NextFin News - The joint military campaign launched by the United States and Israel against the Islamic Republic of Iran has entered a decisive phase, shifting from the degradation of nuclear infrastructure to the systematic decapitation of the Islamic Revolutionary Guard Corps (IRGC) leadership. According to reports from the Atlantic Council and the Institute for the Study of War, the operation, which intensified in late February 2026, has successfully targeted the "Leadership Complex" in Tehran, including the presidential bureau and the military office of the Supreme Leader. U.S. President Trump confirmed that the strikes have not only crippled Iran’s naval capabilities—sinking nine major vessels—but are now focused on "strategic targets" intended to weaken the regime’s internal security apparatus to the point of collapse.
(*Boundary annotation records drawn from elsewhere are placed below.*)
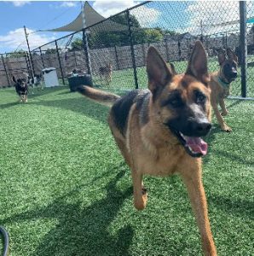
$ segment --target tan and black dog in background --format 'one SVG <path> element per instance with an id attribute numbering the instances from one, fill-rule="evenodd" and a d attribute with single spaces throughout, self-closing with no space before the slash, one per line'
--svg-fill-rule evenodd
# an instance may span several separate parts
<path id="1" fill-rule="evenodd" d="M 229 48 L 227 49 L 227 56 L 224 50 L 221 49 L 218 52 L 220 70 L 211 74 L 210 86 L 211 90 L 211 103 L 216 119 L 221 129 L 229 132 L 232 131 L 232 129 L 227 125 L 222 118 L 228 114 L 224 98 L 229 95 L 230 84 L 237 78 L 238 58 Z M 218 104 L 222 108 L 222 113 L 218 109 Z"/>
<path id="2" fill-rule="evenodd" d="M 142 210 L 147 204 L 143 175 L 180 174 L 196 217 L 204 253 L 216 255 L 200 158 L 208 147 L 201 137 L 211 127 L 205 51 L 196 42 L 186 73 L 175 74 L 155 48 L 150 47 L 147 72 L 149 90 L 135 90 L 123 97 L 88 86 L 78 90 L 96 102 L 113 104 L 108 123 L 131 169 L 136 208 Z"/>

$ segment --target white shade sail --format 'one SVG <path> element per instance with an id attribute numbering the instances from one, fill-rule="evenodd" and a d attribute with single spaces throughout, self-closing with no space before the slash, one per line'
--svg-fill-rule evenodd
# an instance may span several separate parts
<path id="1" fill-rule="evenodd" d="M 100 14 L 98 14 L 88 2 L 85 2 L 84 5 L 84 27 L 90 26 L 95 23 L 105 20 L 103 25 L 93 27 L 93 29 L 98 31 L 126 31 L 128 26 L 112 21 L 110 19 L 106 19 Z M 44 31 L 50 32 L 77 32 L 83 29 L 83 14 L 80 12 L 78 16 L 71 23 L 53 29 L 47 29 Z"/>

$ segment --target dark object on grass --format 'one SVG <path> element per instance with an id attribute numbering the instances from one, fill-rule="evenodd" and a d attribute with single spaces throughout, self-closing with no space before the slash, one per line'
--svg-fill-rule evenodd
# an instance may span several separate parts
<path id="1" fill-rule="evenodd" d="M 76 91 L 77 87 L 80 85 L 88 85 L 92 87 L 92 80 L 89 75 L 73 76 L 68 78 L 68 83 L 71 91 Z"/>

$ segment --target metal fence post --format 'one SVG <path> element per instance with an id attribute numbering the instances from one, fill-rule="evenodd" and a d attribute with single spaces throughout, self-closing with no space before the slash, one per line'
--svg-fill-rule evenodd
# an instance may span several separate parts
<path id="1" fill-rule="evenodd" d="M 118 61 L 118 50 L 117 50 L 117 46 L 114 45 L 114 50 L 115 50 L 115 55 L 116 55 L 116 61 L 117 61 L 117 69 L 119 70 L 119 61 Z"/>
<path id="2" fill-rule="evenodd" d="M 129 9 L 126 11 L 126 15 L 127 15 L 129 38 L 130 38 L 130 51 L 131 51 L 131 59 L 132 59 L 132 67 L 133 67 L 135 87 L 136 87 L 136 89 L 138 89 L 138 81 L 137 81 L 137 75 L 136 75 L 136 66 L 135 51 L 134 51 L 134 45 L 133 45 L 133 35 L 132 35 L 132 32 L 131 32 L 131 20 L 130 20 L 130 15 Z"/>
<path id="3" fill-rule="evenodd" d="M 8 76 L 8 73 L 7 73 L 7 68 L 6 68 L 6 66 L 5 66 L 5 63 L 4 63 L 4 58 L 3 58 L 3 55 L 2 55 L 2 61 L 3 61 L 3 65 L 7 82 L 8 82 L 8 85 L 10 86 L 10 83 L 9 83 L 9 76 Z"/>
<path id="4" fill-rule="evenodd" d="M 169 55 L 169 46 L 168 46 L 168 40 L 167 38 L 165 38 L 165 47 L 166 50 L 166 56 L 167 56 L 167 62 L 170 61 L 170 55 Z"/>
<path id="5" fill-rule="evenodd" d="M 61 80 L 62 80 L 63 84 L 66 84 L 66 83 L 65 83 L 65 78 L 64 78 L 64 74 L 63 74 L 63 71 L 62 71 L 62 67 L 61 67 L 61 59 L 60 59 L 60 54 L 59 54 L 59 49 L 58 49 L 58 45 L 57 45 L 57 41 L 55 40 L 55 49 L 56 49 L 56 53 L 57 53 L 57 58 L 58 58 L 59 66 L 60 66 Z"/>
<path id="6" fill-rule="evenodd" d="M 32 77 L 34 76 L 34 67 L 33 67 L 33 61 L 32 61 L 32 53 L 31 53 L 31 49 L 30 49 L 30 44 L 29 44 L 29 42 L 28 42 L 28 34 L 26 32 L 26 26 L 24 26 L 24 30 L 25 30 L 25 36 L 26 36 L 26 44 L 27 44 L 27 48 L 28 48 L 28 52 L 29 52 L 29 55 L 28 55 L 28 61 L 30 61 L 31 64 L 31 67 L 32 67 Z"/>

The strategy reveals a sophisticated "ambush" pattern designed to isolate the IRGC from its regional proxies before delivering a direct blow to the head of the Iranian state. Military analysts note that the campaign began with a massive suppression of air defenses in Western Iran, involving over 200 Israeli fighter jets, which allowed subsequent waves of U.S. and Israeli aircraft to operate with near-total impunity over Tehran and Isfahan. This air supremacy was the prerequisite for the high-value targeting of Mohammad Shirazi, the long-time coordinator between the Supreme Leader and the armed forces, whose death has reportedly fractured the IRGC’s command-and-control structure. The elimination of such figures is not merely symbolic; it is a calculated effort to paralyze the "Axis of Resistance" by cutting the logistical and financial umbilical cord that links Tehran to Hezbollah and Hamas.
On the ground, the IRGC’s response has been characterized by a desperate, albeit large-scale, volley of ballistic missiles. On March 4, the IRGC launched approximately 150 missiles at Israel and dozens more at U.S. bases in Qatar and the UAE. However, the interception rate remained remarkably high, with the U.S. and Israel utilizing a multi-layered defense shield that has rendered the IRGC’s primary deterrent—its missile stockpile—largely ineffective. This failure of "forward defense" has left the IRGC exposed, forcing its remaining leadership to retreat into hardened underground facilities while the domestic security situation deteriorates. The scale of internal unrest is unprecedented, with tens of thousands of protesters reportedly facing a brutal crackdown by a regime that feels its grip on power slipping.
The geopolitical fallout of this strategy is creating a vacuum that neither Russia nor China seems willing to fill. While Supreme Leader Ali Khamenei had long championed a "Look to the East" policy, the current military onslaught has shown the limits of strategic partnerships with Moscow and Beijing when faced with the combined kinetic power of the U.S. and Israel. European powers, specifically the E3, have maintained a diplomatic distance, condemning Iran’s regional strikes while stopping short of endorsing the U.S.-Israeli goal of regime change. This isolation leaves the IRGC in a precarious position: it must choose between a suicidal escalation that could lead to total national destruction or a managed retreat that might preserve its economic interests at the cost of its ideological soul.
The most significant risk now lies in the potential birth of "IRGCistan"—a scenario where the clerical regime falls only to be replaced by a pure military junta. As the U.S. and Israel continue to strike at the heart of the IRGC’s power, the focus is shifting toward the "day after" infrastructure. If the goal is a transition to a stable, non-hostile state, the current strategy of decapitation must be balanced against the reality that the IRGC remains the only organized force capable of maintaining order in a post-Khamenei Iran. The coming weeks will determine whether this campaign results in a liberated Tehran or a fractured, military-controlled state that remains a source of regional instability.